Serde + cbor very slow when used for saving and loading game maps

In the game I'm working on, I have a set of images representing the foreground and background, as well as entity placements around the map. I allow any image format supported by the Image crate. This is a convenient format for map-making, but I have a separate utility which precompiles the map into its canonical structure and serializes it to a file:

#[derive(Serialize, Deserialize)]
pub struct Graphics {
    pub z0: Vec<Color>,

#[derive(Serialize, Deserialize)]
pub struct Map {
    pub width: usize,
    pub height: usize,
    pub graphics: Graphics,
    pub player_spawn_points: [Position; 8],
    pub weapon_spawn_points: Vec<(Position, Weapon)>,

Currently I'm just testing with only the foreground included and it takes 15 seconds on a release build to load and deserialize this structure for a 3,264px x 2,448px image. Loading the original image as an uncompressed bitmap only takes 3 seconds.

I'm sure there are more clever ways to represent the map graphics, but even so the time taken here is very surprising. Am I choosing the wrong tool for reading in and writing out a large amount of binary data?

perf output:

-  100.00%        map_compiler                                                                                        β–’
   -   46.79%        map_compiler                                                                                     β–’
          15.76%        [.] serde_cbor::de::Deserializer<R>::parse_value                                              β–’
          12.87%        [.] <serde_cbor::read::IoRead<R> as serde_cbor::read::Read>::read_into                        β–’
          12.31%        [.] serde_cbor::read::IoRead<R>::next_inner                                                   β–’
           5.84%        [.] serde_cbor::de::Deserializer<R>::parse_array                                              β–’
           0.01%        [.] <serde_cbor::read::IoRead<R> as serde_cbor::read::Read>::read_to_buffer                   β–’
           0.00%        [.] core::str::from_utf8                                                                      β–’
   -   41.50%        [unknown]                                                                                        β–’
          41.08%        [k] 0xffffffffa9400163                                                                        β–’
           0.42%        [k] 0xffffffffa9400b07                                                                        β–’
   -   11.68%                                                                               β–’
          11.68%        [.] __libc_read                                                                               β–’
   +    0.02%                                                                                       β–’
   +    0.01%

It does seem that about half the time is spent on syscalls according to time as well. I stripped out everything from the map_compiler binary except the actual deserialization call:

fn main() {
    let b: Map = serde_cbor::from_reader(std::fs::File::open("maps/zorf").unwrap()).unwrap();
target/release/map_compiler  8.60s user 8.32s system 99% cpu 16.938 total

I've swapped in and it's much much faster.

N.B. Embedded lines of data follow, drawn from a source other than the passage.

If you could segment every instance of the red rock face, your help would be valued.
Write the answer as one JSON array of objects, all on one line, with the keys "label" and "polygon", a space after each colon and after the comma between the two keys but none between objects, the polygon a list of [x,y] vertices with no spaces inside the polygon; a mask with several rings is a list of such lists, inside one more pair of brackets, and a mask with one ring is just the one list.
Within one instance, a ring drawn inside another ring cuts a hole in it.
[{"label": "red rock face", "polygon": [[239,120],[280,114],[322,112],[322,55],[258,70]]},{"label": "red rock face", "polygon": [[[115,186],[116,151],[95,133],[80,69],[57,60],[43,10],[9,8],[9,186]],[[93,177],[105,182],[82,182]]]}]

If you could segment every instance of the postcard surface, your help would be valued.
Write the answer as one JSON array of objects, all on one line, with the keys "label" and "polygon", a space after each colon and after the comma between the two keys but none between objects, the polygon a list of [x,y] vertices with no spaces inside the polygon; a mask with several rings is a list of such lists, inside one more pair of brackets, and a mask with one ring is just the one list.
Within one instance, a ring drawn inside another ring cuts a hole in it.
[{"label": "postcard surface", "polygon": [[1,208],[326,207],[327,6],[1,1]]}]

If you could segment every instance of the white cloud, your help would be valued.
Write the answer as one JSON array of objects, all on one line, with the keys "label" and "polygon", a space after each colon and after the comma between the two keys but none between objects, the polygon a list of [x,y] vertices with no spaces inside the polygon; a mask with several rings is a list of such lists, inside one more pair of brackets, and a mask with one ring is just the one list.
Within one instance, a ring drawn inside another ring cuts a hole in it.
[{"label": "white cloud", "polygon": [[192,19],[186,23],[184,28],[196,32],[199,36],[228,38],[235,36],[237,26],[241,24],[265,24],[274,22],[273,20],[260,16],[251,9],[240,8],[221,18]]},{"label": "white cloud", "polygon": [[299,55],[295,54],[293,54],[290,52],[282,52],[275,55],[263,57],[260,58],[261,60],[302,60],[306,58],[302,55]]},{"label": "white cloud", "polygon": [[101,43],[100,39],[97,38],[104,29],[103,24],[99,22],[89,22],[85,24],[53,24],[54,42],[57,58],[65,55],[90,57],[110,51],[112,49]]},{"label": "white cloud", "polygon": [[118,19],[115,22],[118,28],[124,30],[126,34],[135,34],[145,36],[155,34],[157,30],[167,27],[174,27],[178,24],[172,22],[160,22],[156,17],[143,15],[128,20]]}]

Profile the (de)serializer. I'm guessing it's not (de)serializing a contiguous flat byte buffer, instead it's trying to store and parse a huge vec of numbers, each number on its own. I don't know what Color is, but if it's a primitive, then you could look into serde_bytes to tell the (de)serializer you have a flat memory buffer.

1 Like

It looks like you’re not using buffered input, the deserialiser may be doing a bunch of small reads to parse each element. Try wrapping the file in a BufReader and see if that affects the performance.

1 Like

I'm fairly certain your program is very busy with allocating memory for your Vec<Color>, because the Vec is created through deserialize, not deserialize_in_place. The latter allows you to create the Vec with Vec::with_capacity yourself and then pass it into the method through a mutable reference. If you know the exact length, you won't have to to reallocate even once, speeding up your deserialization tremendously and minimizing max. memory usage during deserialization. You may end up writing a custom Serialize and Deserialize implementation for Graphics, that somehow encodes the length, too. When I started customizing the Deserialize implementation for my own data structures, I used cargo expand to show the generated code, which I then copy & pasted into the file, followed by removing #[derive(Deserialize)]. You'll have to install the command from, first, though.

P.S.: I'm actually still in the middle of rewriting my own Deserialize implementation, because I found out about deserialize_in_place myself, just yesterday, otherwise I would've shown you some working code example.


Regarding the size of the Vec<Color>, one advantage of bincode is that it always knows the size of vectors before-hand.

1 Like

These are all great responses for understanding why there's such a difference. The profiling of the CBOR deserialization showed that it's spending a lot of time on sign-extended copy operations. I'm not sure why sign extension is necessary for these bytes.

Also, I hadn't considered cargo-expand.


Your suggestion made the loading at least 40 times faster over several runs. Combined with the speedup from switching to bincode, this is extremely fast.